Death, insanity, aberration, or merely a slavish obedience can be efficiently effected by the use of Black Dianetics. Further, adequate laws do not exist at this time to bar the use of these techniques. The law provides that only the individual so wronged can make complaint or swear out a warrant for offenders using these techniques.
A person on whom Black Dianetics has been employed seldom retains the sanity or will to make a complaint, or does not know he has been victimized. In addition, persons claiming such offenses against their persons are commonly catalogued by doctors as suffering from delusion. Thus the employer of Black Dianetics can escape unpunished under existing legal procedures.
One invites, by the release of such powerful and insidious methods, the censure of those who seek to hold society together. But a little thought will tell one that these techniques are better released and known to many than hidden and known to but a few.
A shabby, inefficient, and fifth-rate shadow of these techniques has been employed by Russia and other governments. The cases of Mindzenty, Vogeler, and Oatis reflect a faint forerunner of such methods. Even the United States government, honorable above most governments, has sought better ways to “influence” human beings.
Hypnotism is a rather old and untrustworthy method of influencing or enslaving others. However, hypnotism is very unreliable even when it can be effected upon an individual. The mechanisms of hypnotism, quite incidentally and of no great importance, are circumscribed in Black Dianetics.
One could not release this furiously violent poison unless one first had the antidote. Processing, even that contained in Self Analysis, can undo Black Dianetics unless, of course, the victim has been driven into suicide or past the point of no return — a feat which is not difficult, but a condition which is not desirable where the operator seeks real advantage.
Several people are dead because of Black Dianetics. Hundreds of thousands are dead because of the atom bomb. Thousands may die because of Black Dianetics.
Millions may die because of nuclear physics. But also because of nuclear physics man may reach the stars.
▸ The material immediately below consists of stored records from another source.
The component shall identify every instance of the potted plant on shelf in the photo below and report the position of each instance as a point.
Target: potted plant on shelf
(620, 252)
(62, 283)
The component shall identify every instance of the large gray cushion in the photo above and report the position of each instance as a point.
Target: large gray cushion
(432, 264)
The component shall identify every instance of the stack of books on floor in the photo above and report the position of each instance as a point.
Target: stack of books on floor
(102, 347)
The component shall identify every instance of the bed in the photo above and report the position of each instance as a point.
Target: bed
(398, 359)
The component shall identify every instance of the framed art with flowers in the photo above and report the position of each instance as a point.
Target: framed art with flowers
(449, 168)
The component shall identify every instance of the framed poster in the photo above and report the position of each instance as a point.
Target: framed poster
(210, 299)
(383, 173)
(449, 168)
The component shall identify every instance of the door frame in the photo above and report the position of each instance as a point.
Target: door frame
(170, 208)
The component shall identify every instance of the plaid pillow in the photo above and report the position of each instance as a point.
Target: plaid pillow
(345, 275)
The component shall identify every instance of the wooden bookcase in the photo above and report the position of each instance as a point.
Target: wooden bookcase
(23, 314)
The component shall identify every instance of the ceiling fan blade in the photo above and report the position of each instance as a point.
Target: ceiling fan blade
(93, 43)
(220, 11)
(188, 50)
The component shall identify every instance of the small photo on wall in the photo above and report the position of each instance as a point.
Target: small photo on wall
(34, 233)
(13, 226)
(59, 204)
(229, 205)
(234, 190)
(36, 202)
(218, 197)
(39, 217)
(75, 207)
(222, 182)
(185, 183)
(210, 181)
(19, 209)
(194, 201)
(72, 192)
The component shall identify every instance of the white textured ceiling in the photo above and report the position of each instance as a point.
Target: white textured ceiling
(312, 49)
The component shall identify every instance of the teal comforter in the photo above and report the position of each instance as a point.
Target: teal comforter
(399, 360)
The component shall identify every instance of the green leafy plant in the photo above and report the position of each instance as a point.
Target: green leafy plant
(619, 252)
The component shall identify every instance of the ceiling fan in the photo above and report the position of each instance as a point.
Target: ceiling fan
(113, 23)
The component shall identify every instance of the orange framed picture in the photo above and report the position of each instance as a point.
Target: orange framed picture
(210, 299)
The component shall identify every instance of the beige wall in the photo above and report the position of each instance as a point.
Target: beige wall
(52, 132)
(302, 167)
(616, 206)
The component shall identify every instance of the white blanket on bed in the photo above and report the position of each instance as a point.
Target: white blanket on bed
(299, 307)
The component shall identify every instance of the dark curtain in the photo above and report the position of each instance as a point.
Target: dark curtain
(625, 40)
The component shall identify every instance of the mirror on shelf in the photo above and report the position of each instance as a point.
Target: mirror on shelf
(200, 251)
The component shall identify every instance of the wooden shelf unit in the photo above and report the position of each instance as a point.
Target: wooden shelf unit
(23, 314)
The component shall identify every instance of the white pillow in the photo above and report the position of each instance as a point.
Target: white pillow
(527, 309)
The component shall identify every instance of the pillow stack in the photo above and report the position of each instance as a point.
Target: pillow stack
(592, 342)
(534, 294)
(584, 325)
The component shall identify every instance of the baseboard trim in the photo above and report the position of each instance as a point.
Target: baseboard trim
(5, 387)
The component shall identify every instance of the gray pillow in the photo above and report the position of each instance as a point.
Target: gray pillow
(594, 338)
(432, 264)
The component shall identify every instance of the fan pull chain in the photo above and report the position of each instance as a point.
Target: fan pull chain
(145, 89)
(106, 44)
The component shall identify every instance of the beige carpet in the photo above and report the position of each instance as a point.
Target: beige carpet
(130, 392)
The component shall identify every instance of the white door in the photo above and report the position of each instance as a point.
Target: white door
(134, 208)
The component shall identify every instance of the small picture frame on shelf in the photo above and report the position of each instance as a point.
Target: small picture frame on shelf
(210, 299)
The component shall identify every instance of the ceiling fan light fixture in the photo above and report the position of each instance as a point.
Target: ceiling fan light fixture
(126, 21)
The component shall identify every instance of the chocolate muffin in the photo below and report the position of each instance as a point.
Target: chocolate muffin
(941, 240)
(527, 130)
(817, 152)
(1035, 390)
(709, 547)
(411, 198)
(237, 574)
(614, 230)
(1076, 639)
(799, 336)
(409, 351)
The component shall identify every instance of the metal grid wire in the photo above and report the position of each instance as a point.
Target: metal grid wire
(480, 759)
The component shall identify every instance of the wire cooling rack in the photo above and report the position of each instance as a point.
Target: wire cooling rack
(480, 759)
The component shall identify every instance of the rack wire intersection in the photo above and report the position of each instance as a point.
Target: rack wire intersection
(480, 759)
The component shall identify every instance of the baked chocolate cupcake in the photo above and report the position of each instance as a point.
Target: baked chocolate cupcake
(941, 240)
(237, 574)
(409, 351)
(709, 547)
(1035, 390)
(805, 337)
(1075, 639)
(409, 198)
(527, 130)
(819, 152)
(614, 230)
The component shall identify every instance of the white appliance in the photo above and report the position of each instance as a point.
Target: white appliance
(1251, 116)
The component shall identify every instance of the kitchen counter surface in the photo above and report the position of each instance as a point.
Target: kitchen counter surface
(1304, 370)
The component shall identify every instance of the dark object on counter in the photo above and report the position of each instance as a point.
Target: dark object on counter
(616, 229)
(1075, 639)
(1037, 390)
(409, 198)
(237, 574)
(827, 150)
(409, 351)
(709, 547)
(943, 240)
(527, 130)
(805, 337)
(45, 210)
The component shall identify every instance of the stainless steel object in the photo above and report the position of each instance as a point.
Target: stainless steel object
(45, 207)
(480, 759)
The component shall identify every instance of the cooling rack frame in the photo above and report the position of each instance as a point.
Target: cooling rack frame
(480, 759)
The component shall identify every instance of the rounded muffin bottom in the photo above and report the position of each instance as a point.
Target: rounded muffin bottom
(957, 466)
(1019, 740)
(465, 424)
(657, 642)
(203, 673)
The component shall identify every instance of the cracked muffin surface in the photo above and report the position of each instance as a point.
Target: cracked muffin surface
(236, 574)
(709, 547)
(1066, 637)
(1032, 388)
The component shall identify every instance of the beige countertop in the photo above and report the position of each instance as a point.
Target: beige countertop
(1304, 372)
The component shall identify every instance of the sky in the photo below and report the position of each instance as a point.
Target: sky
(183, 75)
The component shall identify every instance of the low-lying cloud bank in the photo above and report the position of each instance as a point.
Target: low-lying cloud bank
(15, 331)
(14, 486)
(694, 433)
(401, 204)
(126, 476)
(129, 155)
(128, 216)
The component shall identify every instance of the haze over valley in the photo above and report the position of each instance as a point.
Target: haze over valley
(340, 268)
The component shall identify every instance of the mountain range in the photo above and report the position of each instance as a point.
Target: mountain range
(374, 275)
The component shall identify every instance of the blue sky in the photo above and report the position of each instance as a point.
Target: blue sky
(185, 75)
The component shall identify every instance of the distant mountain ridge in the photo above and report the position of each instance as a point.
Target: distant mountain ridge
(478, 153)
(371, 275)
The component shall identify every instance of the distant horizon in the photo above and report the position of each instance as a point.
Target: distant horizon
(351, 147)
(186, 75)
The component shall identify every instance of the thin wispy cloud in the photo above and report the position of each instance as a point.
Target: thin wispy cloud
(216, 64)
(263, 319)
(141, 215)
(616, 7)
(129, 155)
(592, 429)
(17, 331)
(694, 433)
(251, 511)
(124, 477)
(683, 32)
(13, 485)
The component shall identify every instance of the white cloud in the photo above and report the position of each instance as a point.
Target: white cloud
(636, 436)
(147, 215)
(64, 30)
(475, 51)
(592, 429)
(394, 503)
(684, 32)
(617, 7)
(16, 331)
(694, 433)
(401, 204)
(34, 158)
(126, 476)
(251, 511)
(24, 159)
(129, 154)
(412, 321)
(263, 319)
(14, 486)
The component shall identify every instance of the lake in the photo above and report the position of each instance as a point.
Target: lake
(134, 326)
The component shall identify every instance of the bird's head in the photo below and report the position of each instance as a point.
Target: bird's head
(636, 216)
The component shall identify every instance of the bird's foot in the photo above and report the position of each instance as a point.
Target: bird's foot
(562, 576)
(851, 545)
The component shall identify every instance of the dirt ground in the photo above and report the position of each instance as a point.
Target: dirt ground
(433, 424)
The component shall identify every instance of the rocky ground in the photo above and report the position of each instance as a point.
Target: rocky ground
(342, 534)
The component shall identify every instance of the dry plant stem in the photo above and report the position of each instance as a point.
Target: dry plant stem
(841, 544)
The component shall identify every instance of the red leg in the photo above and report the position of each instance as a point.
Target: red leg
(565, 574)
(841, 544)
And because of Scientology we may some day win a world without insanity, without criminals, and without war.
Efforts to influence and prevail over the minds of individuals, groups, and nations have been exerted since the dawn of time. These efforts have utilized every known means of psychic and physical phenomena.
One of the earlier broad efforts consisted in the field of astronomy where, in Chaldea, Babylon, and other early civilizations, priests procured power by predicting solar and stellar activity such as eclipses and comets. By first stating the phenomena would occur, the priests would be held to be in league with the gods by a populace which beheld the spectacular occurrences. The courses of men and nations could thus be swayed by a body of men with recourse to phenomena known to them and yet unknown to the vulgar.
Another effort of swaying minds occurred in Persia and Syria between the 11th and 13th centuries A. D. A sect known as the Assassins utilized the popular belief in Muhammetan Paradise to rule, viciously and powerfully, a large segment of the known world. This sect enforced its will upon the rulers and influential men of its time by assassination, and, indeed, that is the derivation of that word. The leaders of this sect would ply religious young men with hashish and then transport them to a marvelous garden which contained all the sensual delights recounted in the Koran, even to the forty black-eyed houris. The young men, believing themselves in Paradise itself, would be told that they could not remain there unless they obeyed the slightest wish of the sect and that they could not return unless they were actually dead. The young men, so bedazzled, were then returned to the “world of the living” and were used to slay important persons, for what mattered it that the assassin was killed, since he would, at worst, return to “Paradise.” Thus any ruler or influential man in the world, once threatened by this sect, would obey its mandates as to tribute or the passing of new laws.
In India, down through the millennia, various methods of influencing human thought have been practiced with greater or lesser success. One of these wandered into the western world and became known as “hypnotism.” The variability of its success was such and the extravagant and unfounded claims made for it were so out of the ordinary that even today there are many people who do not believe it exists.
The basic technique of hypnotism consists of one individual, the hypnotist, relaxing or coaxing into quiescence another individual called the “subject.” The operator then makes certain suggestions to the subject and the subject may, during the session or after it is dictated, obey. Hypnotic subjects are in the minority and skilled hypnotists are few and so this method of influencing minds has had limited scope.
Further, the hypnotist claims curative powers in hypnotism and a careful examination of the field demonstrates that hypnotism is far more harmful to a mind than beneficial. Thus hypnotism, a curious phenomena, is not greatly employed. But it has, nevertheless, been employed to the harm of individuals and the “betterment” of operators.
It is claimed by hypnotism’s zealots — and it has them in plenty — that a hypnotized subject will not perform immoral or dangerous acts. Experiment demonstrates a limited truth in this but it also demonstrates that a hypnotic subject can be influenced against his best interests. The charlatanism in this field is very great.
Other methods of influencing and swaying minds are all about us. They range from the cold brutality of threatened death to the extensive practice of advertising. Each depends upon some natural phenomenon or phenomena, whether known or unknown.